Secret guarantor warns Sharif
Saad Hariri, son of the late Lebanese PM Rafiq Hariri, believed to have been the secret guarantors to the deal by which Nawaz Sharif was released from jail in 2000, has warned Sharif against returning to Pakistan, reports Kamal Siddiqi.world Updated: Aug 28, 2007 02:41 IST
Former prime minister Nawaz Sharif had an interesting visitor in the middle of August, according to local media reports. It was Saad Hariri, son of the late Lebanese prime minister Rafiq Hariri. Saad Hariri and his father are believed to have been the secret guarantors to the deal by which Nawaz Sharif was released from jail and allowed to leave for Saudi Arabia in 2000.
Hariri went to warn Sharif against returning to Pakistan before his ten year exile period, as agreed upon in the deal, ended.
The meeting was held before the Supreme Court announced its verdict in favour of the Sharif brothers.
Local reports said it took place at very short notice at Hariri's request, and Hariri in turn had been urged by General Musharraf himself to intervene.
When contacted by a local newspaper, Nadir Chaudhri, the official spokesman of Nawaz Sharif, confirmed the meeting. But Chaudhri refused to give any details.
It is believed the meeting took place in Scotland where Sharif had been holidaying with his family.
Sources said during the meeting, Hariri reiterated Musharraf's position, and conveyed the message that he should not go to Pakistan before completing his 10 years in exile. Nawaz did not give any definite reply, but said he was waiting for the Supreme Court's verdict.
Nawaz did not take the secret meeting with Saad too seriously, it is claimed, because before this meeting, he is said to have received a message from the Saudis. The Saudis reportedly informed Nawaz that this time they would not interfere in his affairs.

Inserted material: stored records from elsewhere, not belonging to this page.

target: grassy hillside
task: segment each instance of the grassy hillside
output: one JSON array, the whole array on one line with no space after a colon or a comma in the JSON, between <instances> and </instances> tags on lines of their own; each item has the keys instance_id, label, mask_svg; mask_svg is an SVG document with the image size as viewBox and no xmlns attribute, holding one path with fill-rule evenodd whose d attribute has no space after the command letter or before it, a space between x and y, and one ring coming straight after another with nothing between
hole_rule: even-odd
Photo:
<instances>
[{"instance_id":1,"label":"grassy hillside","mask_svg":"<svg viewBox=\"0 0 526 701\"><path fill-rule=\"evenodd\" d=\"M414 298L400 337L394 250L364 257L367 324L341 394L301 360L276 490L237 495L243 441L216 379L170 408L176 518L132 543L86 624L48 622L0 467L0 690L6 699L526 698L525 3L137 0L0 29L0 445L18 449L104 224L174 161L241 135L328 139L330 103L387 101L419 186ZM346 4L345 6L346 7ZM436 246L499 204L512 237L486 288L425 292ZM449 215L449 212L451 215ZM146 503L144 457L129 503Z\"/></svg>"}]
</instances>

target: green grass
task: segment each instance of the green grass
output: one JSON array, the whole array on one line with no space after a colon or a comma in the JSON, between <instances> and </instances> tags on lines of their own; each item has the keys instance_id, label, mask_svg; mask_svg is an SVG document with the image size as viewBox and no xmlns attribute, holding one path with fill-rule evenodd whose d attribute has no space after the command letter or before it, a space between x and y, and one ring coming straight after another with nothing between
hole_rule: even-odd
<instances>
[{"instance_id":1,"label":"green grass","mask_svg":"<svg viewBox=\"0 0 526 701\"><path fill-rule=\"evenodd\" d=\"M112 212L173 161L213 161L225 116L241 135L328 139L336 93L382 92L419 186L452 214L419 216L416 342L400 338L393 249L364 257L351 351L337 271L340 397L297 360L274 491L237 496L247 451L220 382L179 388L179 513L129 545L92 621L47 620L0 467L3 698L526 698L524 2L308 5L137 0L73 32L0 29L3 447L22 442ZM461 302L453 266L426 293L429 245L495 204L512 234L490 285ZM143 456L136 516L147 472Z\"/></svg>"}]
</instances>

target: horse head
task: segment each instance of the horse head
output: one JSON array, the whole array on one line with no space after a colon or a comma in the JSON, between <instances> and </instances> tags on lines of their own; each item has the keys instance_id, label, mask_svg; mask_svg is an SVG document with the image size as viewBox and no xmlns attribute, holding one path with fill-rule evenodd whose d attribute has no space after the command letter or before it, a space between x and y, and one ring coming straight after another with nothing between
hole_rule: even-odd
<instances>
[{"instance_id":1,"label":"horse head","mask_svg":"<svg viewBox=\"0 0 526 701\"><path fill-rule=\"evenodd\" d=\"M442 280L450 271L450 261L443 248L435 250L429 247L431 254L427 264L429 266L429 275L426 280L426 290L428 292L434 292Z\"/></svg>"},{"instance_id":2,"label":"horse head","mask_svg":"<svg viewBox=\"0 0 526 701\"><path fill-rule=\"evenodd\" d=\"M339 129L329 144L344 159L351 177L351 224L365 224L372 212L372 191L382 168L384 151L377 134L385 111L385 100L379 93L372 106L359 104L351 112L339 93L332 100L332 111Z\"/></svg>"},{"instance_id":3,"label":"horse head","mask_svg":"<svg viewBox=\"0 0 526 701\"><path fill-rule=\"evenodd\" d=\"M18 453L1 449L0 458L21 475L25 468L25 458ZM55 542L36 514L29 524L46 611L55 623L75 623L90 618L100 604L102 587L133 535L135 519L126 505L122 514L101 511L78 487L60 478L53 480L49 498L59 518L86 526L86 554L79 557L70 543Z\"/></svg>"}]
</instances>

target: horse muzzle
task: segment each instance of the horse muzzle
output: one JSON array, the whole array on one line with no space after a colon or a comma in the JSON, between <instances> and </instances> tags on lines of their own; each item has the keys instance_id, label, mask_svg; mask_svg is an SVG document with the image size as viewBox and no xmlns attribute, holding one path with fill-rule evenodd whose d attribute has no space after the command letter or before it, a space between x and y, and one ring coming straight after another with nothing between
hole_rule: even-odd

Local media said when General Musharraf rushed to meet Benazir Bhutto in Abu Dhabi on July 26 after the restoration of the chief justice of Pakistan to his former on July 20, he also went to meet King Abdullah in Jeddah to ask him to stop Nawaz from flying to Pakistan.
The Saudis did send a message to Sharif to stick to the old agreement but in a disinterested fashion.
They made it clear they were not interested in interfering further in Pakistan's internal issues. It was also reported that the Saudis told Musharraf how could they stop a Pakistani citizen from flying to his own country.
The sources said after this message, a confident Nawaz knew that the Saudis would not put him under pressure to stop him from flying to Pakistan, particularly when he had been allowed by the Supreme Court.